BEEF: Suckler cows - choosing the right bull

Benchmarking results for suckler businesses clearly show the importance of achieving a good calving index (i.e. cows having a calf every 365 days) and the impact this can have on the success of your business.

The choice of bull used often impacts on calving index. For example bulls with long gestation lengths leave less time to get cows back in calf again and this will impact on your calving index. Also, cows that have had calving difficulties often end up with longer calving indexes as they are difficult to get back in calf. The choice of bull used can be the cause, but there is often as much variation within a breed as between.

The choice of bull is not just about hind quarters, size or weight; it should be about overall body conformation along the length of the animal and, very importantly, the growth potential of the progeny. It is important to select sires that will give a balanced overall performance. Performance figures, Estimated Breeding Values (EBV) can often help you to make your final decision.

Thoroughly research the performance figures including the EBVs of the bulls on offer and remember that these figures can only be accurately compared within breed type and not across breeds. The EBVs for calving ease are based on calving difficulty scores, birth weights and gestation length information for the bull. A more positive EBV for calving ease indicates easier calving and is therefore more favourable.
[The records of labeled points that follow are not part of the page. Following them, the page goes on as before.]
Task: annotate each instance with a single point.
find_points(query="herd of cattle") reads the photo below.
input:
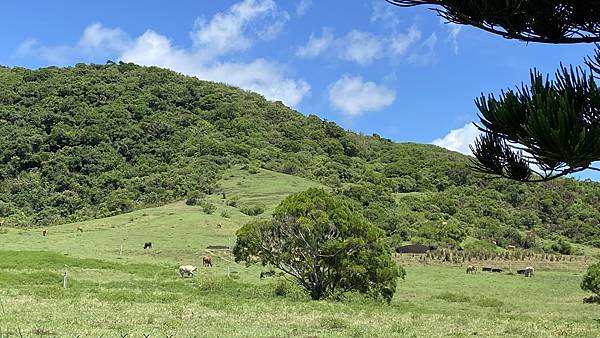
(184, 270)
(528, 271)
(188, 270)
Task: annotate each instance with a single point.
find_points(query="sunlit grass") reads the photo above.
(139, 292)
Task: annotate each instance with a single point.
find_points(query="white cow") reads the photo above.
(187, 269)
(529, 271)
Beef cattle - selection of cattle for slaughter

Regularly check beef cattle approaching finishing for fat cover. Pay particular attention to stock from crosses involving the more traditional breeds such as Hereford or Angus. They can become over-fat quickly, especially at higher levels of concentrate feeding.

Check fat cover at three sites – the ribs, loin and tail head. Aim to slaughter at fat class 3. Always restrain animals when handling and preferably assess fat cover on the left side.

Ribs – if light pressure is required with a flat hand to feel the rib bones this indicates fat class 3.

Loin – over the loin area firm muscle can be confused with fat. Grip the edge of the loin between the thumb and finger and check for a thin layer of fat over the bones. The bones are easily felt in under-finished animals.

Tail head – this is the area most producers rely on to determine the correct level of finish. Press the tail head with the finger tips. A light covering of fat means the animal is ready for slaughter. If fat cover is easily visible over the tail head the animal is probably over-finished.

Always sell beef cattle when they reach the correct level of finish. As cattle get older they are less efficient feed converters, therefore keeping beef animals too long is likely to have a negative effect on profit margins.

SHEEP: Ewe management - scanning ewes

Scan ewes 12-14 weeks after introducing the ram to the flock. Scanning helps to identify barren ewes as well as ewes carrying singles, twins or triplets. Based on these scanning results separate the flock into appropriate groups determined by litter size and body condition and feed accordingly. This will allow you to better target meal input and help ensure a strong viable crop of lambs.

Fluke treatment

If not already carried out consider dosing ewes for fluke using a suitable product. Talk to your vet about an appropriate fluke drenching programme. Fluke treatment is important this year as the poor summer weather has increased fluke numbers on many farms. You may have to fluke drench again before lambing.